At this point, we are now able to generate an asset, persist it, search it, and generate customization rules for it. The generated rules then enable us to return a particular asset for a particular request. Let’s put it all together and review the system interaction diagram.

We now have all the pieces in place to automatically generate artwork and have that artwork appear on the Netflix homepage for a given request. At least one open question remains, how can we scale asset generation?

Scaling Asset Generation

Arguably, there are a number of approaches that could be used to scale asset generation. We decided to opt for an all-or-nothing approach. Meaning, all assets for a given recipe need to be generated as a single asset group. This enables smooth rollback in case of any errors. Additionally, asset generation is CPU intensive and each recipe can produce 1000s of assets as a result of the number of platform, region, and language permutations. Even with high performance VMs, generating 1000s of assets can take a long time. As a result, we needed to find a way to distribute asset generation across multiple VMs. Here’s what the final architecture looked like.
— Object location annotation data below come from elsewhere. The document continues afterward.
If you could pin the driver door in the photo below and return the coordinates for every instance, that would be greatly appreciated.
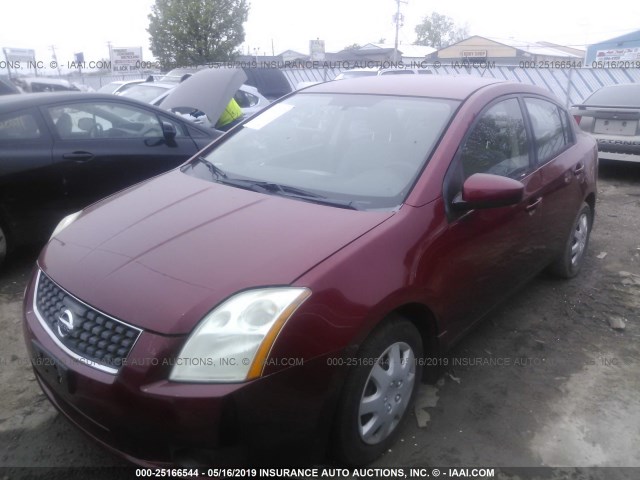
(102, 147)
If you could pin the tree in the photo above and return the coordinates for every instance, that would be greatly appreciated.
(194, 32)
(439, 31)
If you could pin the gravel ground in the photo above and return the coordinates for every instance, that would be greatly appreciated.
(544, 381)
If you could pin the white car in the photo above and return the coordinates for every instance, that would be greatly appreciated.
(119, 86)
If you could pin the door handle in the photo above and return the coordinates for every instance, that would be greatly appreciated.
(533, 205)
(78, 156)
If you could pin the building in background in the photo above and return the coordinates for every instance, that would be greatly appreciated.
(477, 49)
(619, 49)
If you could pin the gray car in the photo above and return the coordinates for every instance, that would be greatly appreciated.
(611, 115)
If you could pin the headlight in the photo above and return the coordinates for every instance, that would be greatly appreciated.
(233, 341)
(65, 222)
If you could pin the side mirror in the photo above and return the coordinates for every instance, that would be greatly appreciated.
(483, 190)
(169, 131)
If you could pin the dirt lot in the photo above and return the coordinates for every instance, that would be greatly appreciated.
(545, 381)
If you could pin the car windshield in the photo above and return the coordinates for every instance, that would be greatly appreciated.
(617, 95)
(144, 92)
(360, 151)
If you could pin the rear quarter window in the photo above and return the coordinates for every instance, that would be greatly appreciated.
(19, 126)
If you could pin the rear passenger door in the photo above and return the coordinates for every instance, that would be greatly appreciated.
(492, 251)
(560, 170)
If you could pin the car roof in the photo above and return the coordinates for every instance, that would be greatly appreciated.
(438, 86)
(9, 103)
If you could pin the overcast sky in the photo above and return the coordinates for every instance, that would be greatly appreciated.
(85, 25)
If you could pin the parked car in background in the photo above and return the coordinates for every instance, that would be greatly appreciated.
(612, 115)
(247, 97)
(6, 86)
(44, 84)
(269, 82)
(62, 151)
(276, 297)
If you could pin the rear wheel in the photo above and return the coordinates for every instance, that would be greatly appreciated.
(378, 392)
(569, 264)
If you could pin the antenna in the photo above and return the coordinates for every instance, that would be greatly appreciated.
(398, 19)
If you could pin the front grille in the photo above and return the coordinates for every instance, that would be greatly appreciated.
(91, 336)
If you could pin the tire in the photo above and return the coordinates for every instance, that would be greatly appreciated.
(569, 264)
(378, 392)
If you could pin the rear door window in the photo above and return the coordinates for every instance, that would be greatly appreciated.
(550, 132)
(498, 143)
(19, 126)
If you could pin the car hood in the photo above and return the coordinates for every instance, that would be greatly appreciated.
(208, 90)
(165, 252)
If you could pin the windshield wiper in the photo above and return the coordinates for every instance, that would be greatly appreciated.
(215, 171)
(286, 191)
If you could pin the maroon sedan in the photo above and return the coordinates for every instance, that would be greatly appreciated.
(276, 297)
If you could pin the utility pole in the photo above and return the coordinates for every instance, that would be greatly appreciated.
(54, 57)
(398, 19)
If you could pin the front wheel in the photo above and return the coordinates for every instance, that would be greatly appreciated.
(378, 392)
(570, 262)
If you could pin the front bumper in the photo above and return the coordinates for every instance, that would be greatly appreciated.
(138, 414)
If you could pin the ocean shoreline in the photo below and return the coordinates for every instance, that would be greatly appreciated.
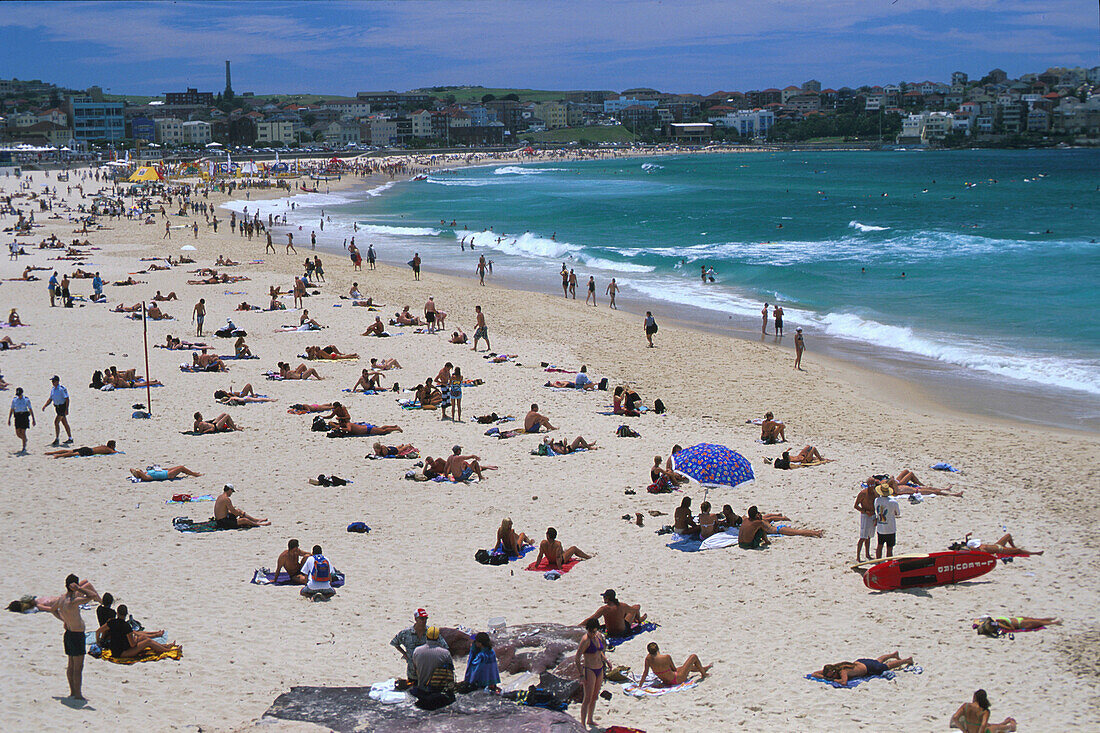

Briefly, let’s review the steps:

The batch process is initiated by a cron job. The job executes a script that contains an asset generation recipe.
The Asset Generation Service receives the request and creates asset generation tasks that can be distributed across any number of Asset Generation Worker nodes. One of the nodes is elected as the leader via Zookeeper. Its job is to coordinate asset generation across the other workers and ensure all assets get generated.
Once the primary worker node has all the assets, it creates an asset group in the Asset Management Service. The Asset Management Service persists, indexes, and uploads the assets to the CDN.
Finally, the Asset Management Service creates rules from the asset group and pushes the rules to the Customization Service. Once the data is published in the Customization Service, the Orchestration Service can supply the correct URLs in its JSON response by invoking the Customization Service with a request context that matches a given set of rules.

Conclusion

Automated asset generation has proven to be an extremely valuable investment. It is low-maintenance, high-leverage, and has allowed us to experiment with a variety of different types of assets on different platforms and on different parts of the product. This project was technically challenging and highly rewarding, both to the engineers involved in the project, and to the business. The Netflix homepage has come a long way over the last several years.